Everyone compromises. The heroes of Hebrew Scriptures: these were tested, and the evil in their midst raised up but only in order to be judged. The good, having passed the test of being tempted, these too sin if not confident in their Blessedness. Life really is that cavalier at times! That we are easily maligned by a wicked body ecclesiastic. And, being suggestible, sacramental things are replaced with finger-pointing and insinuations most bizarre. We were supposed to, after all, recognize the pastoral genius in this our partner, and really go “all the way”, giggling and jesting, building up a tower most Spiritual via our conversation. Because it is a crime against the Trinity, Father, Son, and Holy Spirit, to careen about on the juice of hatred, of judgment, of false pretense, of deep sense of disunity.

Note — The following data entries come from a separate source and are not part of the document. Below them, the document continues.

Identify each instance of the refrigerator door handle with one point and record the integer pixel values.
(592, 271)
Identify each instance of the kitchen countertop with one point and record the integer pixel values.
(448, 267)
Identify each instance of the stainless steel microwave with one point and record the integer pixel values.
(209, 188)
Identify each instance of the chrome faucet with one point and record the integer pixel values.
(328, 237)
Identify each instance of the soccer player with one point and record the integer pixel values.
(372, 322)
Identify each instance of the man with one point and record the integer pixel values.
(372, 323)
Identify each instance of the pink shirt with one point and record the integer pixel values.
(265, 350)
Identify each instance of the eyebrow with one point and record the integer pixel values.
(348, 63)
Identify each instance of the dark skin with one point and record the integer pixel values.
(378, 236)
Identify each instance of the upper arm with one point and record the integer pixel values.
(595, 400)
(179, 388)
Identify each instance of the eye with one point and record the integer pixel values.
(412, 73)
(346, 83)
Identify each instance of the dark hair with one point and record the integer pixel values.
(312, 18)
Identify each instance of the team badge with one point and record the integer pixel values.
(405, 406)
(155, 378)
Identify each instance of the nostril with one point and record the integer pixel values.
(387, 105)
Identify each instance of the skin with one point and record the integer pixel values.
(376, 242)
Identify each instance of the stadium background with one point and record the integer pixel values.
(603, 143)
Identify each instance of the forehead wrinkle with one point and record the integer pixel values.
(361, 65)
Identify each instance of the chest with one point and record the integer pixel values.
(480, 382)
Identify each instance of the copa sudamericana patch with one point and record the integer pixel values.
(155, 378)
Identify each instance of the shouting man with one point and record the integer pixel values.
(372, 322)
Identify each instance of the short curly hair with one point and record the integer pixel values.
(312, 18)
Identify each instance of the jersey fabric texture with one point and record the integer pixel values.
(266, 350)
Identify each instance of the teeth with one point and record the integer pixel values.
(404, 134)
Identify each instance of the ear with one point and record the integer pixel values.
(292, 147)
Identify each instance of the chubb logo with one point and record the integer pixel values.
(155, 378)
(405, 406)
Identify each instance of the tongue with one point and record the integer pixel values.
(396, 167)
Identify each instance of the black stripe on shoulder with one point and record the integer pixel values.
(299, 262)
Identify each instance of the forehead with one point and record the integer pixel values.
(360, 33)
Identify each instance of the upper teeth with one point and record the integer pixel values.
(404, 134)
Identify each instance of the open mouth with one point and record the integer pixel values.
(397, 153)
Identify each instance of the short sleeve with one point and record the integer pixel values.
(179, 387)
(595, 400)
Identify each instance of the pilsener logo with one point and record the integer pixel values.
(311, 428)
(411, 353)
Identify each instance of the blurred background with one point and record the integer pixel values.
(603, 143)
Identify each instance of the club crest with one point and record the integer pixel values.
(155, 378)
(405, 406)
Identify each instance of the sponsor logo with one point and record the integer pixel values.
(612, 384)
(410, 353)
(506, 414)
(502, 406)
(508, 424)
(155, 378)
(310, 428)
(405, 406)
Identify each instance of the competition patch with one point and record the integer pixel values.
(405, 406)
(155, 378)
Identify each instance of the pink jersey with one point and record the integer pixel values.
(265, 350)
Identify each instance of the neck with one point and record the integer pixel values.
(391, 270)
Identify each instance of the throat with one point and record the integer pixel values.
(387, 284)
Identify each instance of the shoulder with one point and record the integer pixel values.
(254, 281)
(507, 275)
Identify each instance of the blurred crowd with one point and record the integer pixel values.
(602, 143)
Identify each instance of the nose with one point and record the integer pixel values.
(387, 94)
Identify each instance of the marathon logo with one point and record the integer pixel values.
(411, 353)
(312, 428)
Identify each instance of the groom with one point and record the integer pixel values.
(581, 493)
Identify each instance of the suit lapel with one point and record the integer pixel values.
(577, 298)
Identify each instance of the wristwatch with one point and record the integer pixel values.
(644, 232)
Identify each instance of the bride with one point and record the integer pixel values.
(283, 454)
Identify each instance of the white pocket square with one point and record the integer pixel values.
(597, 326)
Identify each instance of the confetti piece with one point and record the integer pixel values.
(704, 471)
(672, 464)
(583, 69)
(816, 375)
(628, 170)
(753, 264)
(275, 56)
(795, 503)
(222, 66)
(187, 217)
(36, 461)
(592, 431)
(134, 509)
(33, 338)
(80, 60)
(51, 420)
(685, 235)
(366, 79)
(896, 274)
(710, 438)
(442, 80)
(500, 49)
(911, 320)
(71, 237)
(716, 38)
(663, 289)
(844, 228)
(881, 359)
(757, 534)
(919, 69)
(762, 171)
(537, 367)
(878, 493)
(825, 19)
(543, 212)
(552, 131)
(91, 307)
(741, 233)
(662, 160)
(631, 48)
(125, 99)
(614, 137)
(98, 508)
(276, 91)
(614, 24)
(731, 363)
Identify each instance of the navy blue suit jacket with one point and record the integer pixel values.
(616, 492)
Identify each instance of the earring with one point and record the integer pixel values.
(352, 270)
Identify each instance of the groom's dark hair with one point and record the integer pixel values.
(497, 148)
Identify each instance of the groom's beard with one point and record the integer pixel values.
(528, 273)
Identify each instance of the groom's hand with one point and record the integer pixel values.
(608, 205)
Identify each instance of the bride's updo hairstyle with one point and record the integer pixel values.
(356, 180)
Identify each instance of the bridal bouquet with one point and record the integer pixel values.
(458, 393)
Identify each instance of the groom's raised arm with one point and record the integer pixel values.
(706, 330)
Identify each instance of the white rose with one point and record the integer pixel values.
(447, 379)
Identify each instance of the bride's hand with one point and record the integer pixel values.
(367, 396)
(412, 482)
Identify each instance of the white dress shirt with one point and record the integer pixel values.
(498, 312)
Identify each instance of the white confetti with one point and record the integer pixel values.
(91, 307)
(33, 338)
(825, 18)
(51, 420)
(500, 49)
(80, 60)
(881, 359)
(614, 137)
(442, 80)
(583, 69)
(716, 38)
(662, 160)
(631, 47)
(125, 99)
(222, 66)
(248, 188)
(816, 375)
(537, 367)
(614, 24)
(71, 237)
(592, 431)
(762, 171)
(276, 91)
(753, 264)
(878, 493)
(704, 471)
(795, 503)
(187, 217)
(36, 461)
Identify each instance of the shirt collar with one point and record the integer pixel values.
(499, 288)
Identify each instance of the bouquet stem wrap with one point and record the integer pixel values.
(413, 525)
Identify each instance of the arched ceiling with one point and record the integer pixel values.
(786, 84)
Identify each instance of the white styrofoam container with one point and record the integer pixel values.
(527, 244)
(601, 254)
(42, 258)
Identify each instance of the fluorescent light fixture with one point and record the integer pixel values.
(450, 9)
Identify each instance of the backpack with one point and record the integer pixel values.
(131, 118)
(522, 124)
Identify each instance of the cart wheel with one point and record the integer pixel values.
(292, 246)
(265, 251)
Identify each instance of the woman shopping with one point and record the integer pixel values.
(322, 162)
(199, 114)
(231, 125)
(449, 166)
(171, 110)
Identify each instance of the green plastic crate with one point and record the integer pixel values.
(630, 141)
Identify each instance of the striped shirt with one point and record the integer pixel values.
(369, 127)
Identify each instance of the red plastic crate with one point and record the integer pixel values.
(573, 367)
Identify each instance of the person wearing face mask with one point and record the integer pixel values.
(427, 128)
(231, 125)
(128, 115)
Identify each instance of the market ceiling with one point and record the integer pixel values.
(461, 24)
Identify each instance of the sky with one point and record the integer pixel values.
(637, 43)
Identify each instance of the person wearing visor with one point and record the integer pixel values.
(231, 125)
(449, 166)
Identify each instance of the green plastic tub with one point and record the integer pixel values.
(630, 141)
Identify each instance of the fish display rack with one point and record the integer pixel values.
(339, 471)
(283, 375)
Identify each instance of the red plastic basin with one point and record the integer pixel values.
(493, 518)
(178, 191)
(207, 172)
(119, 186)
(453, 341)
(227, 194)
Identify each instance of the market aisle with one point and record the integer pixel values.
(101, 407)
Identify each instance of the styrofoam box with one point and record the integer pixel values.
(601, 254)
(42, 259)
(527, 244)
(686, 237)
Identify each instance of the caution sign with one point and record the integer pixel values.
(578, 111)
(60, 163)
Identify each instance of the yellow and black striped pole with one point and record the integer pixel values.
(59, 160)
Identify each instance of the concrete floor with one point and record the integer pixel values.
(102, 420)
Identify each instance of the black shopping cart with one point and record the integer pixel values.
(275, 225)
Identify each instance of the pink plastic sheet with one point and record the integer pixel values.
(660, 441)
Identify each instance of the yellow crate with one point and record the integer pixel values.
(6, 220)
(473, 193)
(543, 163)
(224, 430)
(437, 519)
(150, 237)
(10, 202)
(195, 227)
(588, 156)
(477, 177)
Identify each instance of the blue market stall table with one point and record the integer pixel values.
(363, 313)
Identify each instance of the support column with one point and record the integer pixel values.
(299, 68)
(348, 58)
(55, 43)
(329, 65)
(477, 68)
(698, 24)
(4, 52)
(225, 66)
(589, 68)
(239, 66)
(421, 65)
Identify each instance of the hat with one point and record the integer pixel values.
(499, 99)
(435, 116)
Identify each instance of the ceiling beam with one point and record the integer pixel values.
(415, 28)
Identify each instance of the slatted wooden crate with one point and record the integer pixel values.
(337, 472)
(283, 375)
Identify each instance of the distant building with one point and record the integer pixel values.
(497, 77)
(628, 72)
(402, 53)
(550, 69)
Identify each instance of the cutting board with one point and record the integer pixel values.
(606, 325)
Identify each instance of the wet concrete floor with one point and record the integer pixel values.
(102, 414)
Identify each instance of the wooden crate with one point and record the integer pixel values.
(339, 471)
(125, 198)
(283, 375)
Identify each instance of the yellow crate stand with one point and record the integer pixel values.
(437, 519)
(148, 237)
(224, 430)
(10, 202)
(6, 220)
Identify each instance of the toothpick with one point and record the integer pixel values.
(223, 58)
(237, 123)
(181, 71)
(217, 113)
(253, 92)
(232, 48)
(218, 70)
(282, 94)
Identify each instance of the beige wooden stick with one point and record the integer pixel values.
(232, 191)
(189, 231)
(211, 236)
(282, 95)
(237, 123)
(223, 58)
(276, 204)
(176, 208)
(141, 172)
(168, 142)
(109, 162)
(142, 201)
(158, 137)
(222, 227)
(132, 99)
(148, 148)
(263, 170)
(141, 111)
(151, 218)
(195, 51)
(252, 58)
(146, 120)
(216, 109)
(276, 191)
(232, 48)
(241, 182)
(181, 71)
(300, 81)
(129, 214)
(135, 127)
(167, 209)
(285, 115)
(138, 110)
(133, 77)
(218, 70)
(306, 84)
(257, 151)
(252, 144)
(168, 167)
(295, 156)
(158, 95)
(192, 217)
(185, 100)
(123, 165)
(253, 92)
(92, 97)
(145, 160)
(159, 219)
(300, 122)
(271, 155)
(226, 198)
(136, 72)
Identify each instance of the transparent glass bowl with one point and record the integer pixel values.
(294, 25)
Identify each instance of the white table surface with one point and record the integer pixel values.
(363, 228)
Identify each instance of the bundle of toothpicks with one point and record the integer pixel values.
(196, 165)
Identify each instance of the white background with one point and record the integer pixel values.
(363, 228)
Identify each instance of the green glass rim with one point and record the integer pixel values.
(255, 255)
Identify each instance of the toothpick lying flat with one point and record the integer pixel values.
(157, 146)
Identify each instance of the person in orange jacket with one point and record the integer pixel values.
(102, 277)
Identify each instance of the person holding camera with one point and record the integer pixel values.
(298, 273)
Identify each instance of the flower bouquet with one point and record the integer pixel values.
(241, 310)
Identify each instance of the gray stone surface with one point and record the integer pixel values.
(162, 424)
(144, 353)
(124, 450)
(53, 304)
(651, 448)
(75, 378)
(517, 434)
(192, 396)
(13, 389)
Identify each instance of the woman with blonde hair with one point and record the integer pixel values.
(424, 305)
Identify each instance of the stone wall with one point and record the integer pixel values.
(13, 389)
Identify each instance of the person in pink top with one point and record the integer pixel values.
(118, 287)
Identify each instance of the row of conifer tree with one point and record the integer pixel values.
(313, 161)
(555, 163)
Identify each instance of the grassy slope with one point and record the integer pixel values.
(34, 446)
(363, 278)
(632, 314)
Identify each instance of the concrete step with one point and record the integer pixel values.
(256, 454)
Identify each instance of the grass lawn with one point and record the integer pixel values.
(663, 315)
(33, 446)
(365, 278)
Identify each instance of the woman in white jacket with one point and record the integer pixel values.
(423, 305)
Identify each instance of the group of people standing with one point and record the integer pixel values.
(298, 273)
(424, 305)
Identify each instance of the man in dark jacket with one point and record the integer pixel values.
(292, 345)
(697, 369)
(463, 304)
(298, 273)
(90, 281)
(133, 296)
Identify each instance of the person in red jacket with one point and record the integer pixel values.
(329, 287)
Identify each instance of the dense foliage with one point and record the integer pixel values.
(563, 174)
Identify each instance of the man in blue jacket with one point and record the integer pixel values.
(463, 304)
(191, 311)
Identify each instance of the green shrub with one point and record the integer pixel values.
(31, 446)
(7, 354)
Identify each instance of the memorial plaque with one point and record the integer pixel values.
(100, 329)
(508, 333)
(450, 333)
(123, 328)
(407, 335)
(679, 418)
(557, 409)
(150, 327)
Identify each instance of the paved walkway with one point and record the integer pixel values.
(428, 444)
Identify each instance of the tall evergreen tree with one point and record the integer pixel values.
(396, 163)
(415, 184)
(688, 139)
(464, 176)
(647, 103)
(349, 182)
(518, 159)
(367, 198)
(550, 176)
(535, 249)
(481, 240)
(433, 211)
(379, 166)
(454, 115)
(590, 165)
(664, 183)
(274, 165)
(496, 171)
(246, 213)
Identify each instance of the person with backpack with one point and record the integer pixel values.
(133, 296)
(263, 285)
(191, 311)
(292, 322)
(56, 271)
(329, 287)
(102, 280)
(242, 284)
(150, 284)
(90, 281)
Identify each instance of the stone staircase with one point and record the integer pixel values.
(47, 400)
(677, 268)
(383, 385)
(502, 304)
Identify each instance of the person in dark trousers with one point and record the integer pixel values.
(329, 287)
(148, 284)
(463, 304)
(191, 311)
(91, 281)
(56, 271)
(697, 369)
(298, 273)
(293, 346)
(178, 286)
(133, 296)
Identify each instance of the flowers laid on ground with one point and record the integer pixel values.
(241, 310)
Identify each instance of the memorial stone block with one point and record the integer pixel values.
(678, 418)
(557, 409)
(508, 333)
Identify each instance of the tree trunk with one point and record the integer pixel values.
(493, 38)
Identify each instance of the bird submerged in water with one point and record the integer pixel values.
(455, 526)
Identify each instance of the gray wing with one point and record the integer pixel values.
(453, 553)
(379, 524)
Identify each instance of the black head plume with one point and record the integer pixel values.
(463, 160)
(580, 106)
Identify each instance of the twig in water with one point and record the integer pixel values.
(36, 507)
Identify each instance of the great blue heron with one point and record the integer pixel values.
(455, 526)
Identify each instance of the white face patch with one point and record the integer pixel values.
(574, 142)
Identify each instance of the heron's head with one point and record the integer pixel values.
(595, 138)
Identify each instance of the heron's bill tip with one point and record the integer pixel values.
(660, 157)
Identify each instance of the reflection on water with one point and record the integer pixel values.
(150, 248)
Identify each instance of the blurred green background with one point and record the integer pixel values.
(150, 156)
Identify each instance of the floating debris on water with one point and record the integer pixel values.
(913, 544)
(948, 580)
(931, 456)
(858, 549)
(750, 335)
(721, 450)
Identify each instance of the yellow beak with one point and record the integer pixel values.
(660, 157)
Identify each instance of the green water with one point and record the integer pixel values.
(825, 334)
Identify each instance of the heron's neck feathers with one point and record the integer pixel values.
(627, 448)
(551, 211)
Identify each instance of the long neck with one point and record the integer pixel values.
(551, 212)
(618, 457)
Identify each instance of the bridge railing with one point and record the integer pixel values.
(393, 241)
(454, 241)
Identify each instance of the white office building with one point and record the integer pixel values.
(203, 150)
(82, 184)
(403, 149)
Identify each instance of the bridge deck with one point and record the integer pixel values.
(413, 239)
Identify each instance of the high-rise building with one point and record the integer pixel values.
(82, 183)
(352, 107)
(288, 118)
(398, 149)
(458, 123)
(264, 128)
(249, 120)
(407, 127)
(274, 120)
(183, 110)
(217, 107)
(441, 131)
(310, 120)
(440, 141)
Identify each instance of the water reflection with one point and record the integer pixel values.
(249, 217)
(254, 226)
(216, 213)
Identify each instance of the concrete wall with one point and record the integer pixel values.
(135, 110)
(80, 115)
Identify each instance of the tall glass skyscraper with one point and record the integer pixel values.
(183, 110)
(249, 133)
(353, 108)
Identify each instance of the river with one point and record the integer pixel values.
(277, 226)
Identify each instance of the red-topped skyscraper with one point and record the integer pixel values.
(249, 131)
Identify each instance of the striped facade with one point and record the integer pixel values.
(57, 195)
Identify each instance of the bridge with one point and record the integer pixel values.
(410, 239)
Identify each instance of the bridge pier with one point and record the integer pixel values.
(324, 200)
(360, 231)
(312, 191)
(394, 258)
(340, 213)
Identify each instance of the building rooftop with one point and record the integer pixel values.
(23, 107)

The unity, we see it in those we pass on the street, each “crew” a bit different but hey, we’re all friends here. The perimeter, staffed and silent in the dark of the night, is to remind of how much the nations teeter, the peoples shout and congregate, the upswell of antagonism (or of friendship) does battle against the Wall. The Wall that protects things scarcely seeming worth it, scarcely seeming politic or sociologically upright. The saints in the land bereft of spiritual perimeter because they are assaulted in the spirit, and tempted, and a little too post-conversion, eager, forgetful of just how and where they came from.
For a season we tell our story and see the accumulation of half-crazed notions, yet as Pastor tries to talk us down a bit, we point back to the great divide and the wall, that it would be a miracle for these two to get along. We scamper away from each other, not trusting that some Divine Mandate makes of the sleepy church, the trusted, however, church, something egalitarian and communal, a place for wild tangents of sin and precocity to be melted and rhymed and integrated. Only let it be known, that these most familiar but distanced, “Christian” souls, are good folk. Are on some level abiding by the Law. Are willing to help and hear any likewise “Christian” appeal. We who believe have crucified the flesh with its desires, that we may live into a personhood miraculously, via law, upheld and intuited and created. The law as received from the ancestors of Scripture, does this. It creates an unfair advantage, but also creates a proper safe-haven, like that of the pained, impoverished, poor and unbelieving. We asked little in life except to be licensed to “be fabulous”. To celebrate, with a paucity of words but a truth of Integral Living. We live integrated, and we see those nearest to the flame to go the way of Christ in His sacrifices, the way of the Disciples, in their wild-eyed Mandate, the way of the Crowds in their experience of some love for the poor.